Kia. the cosmic life force. the void that births all things. pure unbound consciousness before it gets trapped in form. not energy, not spirit, but the raw stuff of possibility itself. the space between thoughts where reality bends. Kia is what you are when you stop being anything specific.

think of Kia as the quantum foam of consciousness. it's what's left when you strip away every label, every identity, every belief. it's the void that precedes creation, the silence between heartbeats, the darkness between stars. it's not nothing - it's everything in potential form.

Kia manifests through Zos like light through a prism. each body, each form, each manifestation is just one possible expression of this infinite potential. your flesh is where infinity learns its limits, and paradoxically, where limits learn to become infinite.

this isn't your standard spirit/flesh dualism that pervades western thought. Spare saw them as different expressions of the same thing, like ice and steam are expressions of water. Zos is Kia experiencing itself through limitation. Kia is Zos freed from the prison of identity.

traditional Western systems try to transcend the body, treat it as a prison for the soul. Spare put it at the center of his practice. your flesh isn't an obstacle to overcome or a sin to transcend. it's the laboratory where magic happens. every sensation, every desire, every bodily function becomes a potential gateway to power.

the death posture exemplifies this marriage of flesh and infinity. by maintaining an uncomfortable position until exhaustion forces release, you create a moment where consciousness cracks. in that crack, where thought fails and the body screams, reality becomes plastic. the death posture isn't about punishment or transcendence. it's about using physical stress to break the mind's usual patterns. when you can't maintain the position anymore, something has to give. usually it's your normal perception of reality.

why does this matter to you now?
- we live increasingly disembodied lives, floating in digital spaces, forgetting we have flesh.
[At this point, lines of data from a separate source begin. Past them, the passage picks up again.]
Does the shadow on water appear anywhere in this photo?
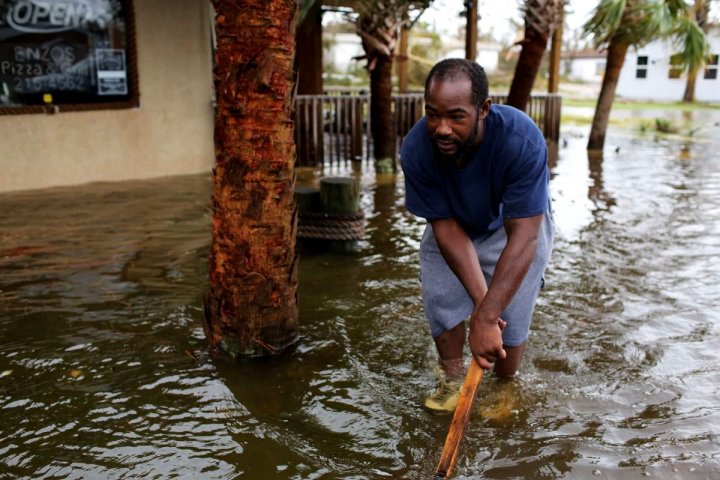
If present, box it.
[0,112,720,479]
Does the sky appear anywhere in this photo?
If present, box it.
[421,0,599,41]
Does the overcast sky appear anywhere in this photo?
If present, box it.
[422,0,599,41]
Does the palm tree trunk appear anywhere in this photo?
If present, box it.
[587,37,629,150]
[683,68,699,103]
[204,0,298,358]
[370,55,395,161]
[507,30,547,110]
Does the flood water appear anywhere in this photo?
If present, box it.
[0,110,720,479]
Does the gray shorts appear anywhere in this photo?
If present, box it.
[420,213,553,347]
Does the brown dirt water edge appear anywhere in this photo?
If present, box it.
[0,114,720,479]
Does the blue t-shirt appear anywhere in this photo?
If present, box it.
[400,105,550,239]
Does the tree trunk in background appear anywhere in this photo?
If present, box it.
[465,0,478,61]
[683,0,710,103]
[295,1,323,95]
[683,68,699,103]
[395,23,410,93]
[548,10,564,93]
[587,37,629,150]
[370,56,396,160]
[507,30,547,110]
[507,0,564,110]
[203,0,298,358]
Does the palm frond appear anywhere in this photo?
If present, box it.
[673,16,710,70]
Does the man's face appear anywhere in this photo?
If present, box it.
[425,79,490,166]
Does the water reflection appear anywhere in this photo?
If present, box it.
[0,113,720,479]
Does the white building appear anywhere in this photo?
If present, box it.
[616,29,720,102]
[323,33,365,73]
[562,50,607,83]
[445,40,502,73]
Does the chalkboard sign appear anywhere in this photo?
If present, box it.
[0,0,137,113]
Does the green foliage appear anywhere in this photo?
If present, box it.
[583,0,709,71]
[655,118,679,133]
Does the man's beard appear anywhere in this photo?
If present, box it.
[430,121,478,168]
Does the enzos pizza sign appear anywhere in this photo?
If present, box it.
[0,0,137,113]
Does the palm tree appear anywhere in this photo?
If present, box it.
[683,0,710,103]
[583,0,706,150]
[507,0,565,110]
[349,0,432,170]
[204,0,298,358]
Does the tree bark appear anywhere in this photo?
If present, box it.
[204,0,298,358]
[587,37,629,150]
[370,55,395,161]
[507,30,548,111]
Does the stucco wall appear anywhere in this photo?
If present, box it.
[0,0,213,191]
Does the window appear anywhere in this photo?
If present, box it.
[0,0,139,114]
[703,54,718,80]
[595,60,605,77]
[668,53,685,78]
[635,55,647,78]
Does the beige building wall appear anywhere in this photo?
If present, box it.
[0,0,214,192]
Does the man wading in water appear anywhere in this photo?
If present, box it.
[400,59,553,413]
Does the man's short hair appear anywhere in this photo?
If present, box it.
[425,58,488,109]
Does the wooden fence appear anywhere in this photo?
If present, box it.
[295,90,562,166]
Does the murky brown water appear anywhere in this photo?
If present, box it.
[0,111,720,479]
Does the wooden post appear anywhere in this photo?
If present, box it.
[320,177,360,214]
[465,0,478,60]
[295,187,322,213]
[548,8,565,93]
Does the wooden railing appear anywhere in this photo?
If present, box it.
[295,90,562,166]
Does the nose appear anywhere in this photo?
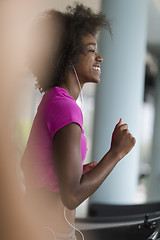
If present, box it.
[96,54,103,62]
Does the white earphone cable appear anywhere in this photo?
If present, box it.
[71,62,84,110]
[64,207,84,240]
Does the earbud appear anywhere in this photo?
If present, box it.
[70,61,83,110]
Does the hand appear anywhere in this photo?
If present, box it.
[110,118,136,159]
[83,162,98,174]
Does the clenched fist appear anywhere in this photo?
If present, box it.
[110,118,136,159]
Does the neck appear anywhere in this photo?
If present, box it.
[60,71,84,100]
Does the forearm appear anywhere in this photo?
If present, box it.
[70,151,120,207]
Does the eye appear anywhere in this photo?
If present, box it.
[89,49,95,53]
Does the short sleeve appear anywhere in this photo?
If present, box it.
[45,99,83,138]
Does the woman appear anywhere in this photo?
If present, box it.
[21,4,135,239]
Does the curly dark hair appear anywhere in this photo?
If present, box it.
[33,2,112,93]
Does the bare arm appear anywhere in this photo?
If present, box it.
[53,120,135,210]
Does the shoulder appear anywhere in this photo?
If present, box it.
[45,93,83,140]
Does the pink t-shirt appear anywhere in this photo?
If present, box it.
[21,86,87,192]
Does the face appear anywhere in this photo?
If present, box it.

Spare's system grounds us in our bodies while expanding what those bodies can do. it's him telling you to touch grass.
- it offers direct access to gnosis without hierarchical structures or expensive tools. just you, your flesh, and the void.
- it provides practical methods for radical transformation that don't require belief in any particular system.
- it bridges conscious and unconscious in ways that become more relevant as we understand more about neuroscience and consciousness.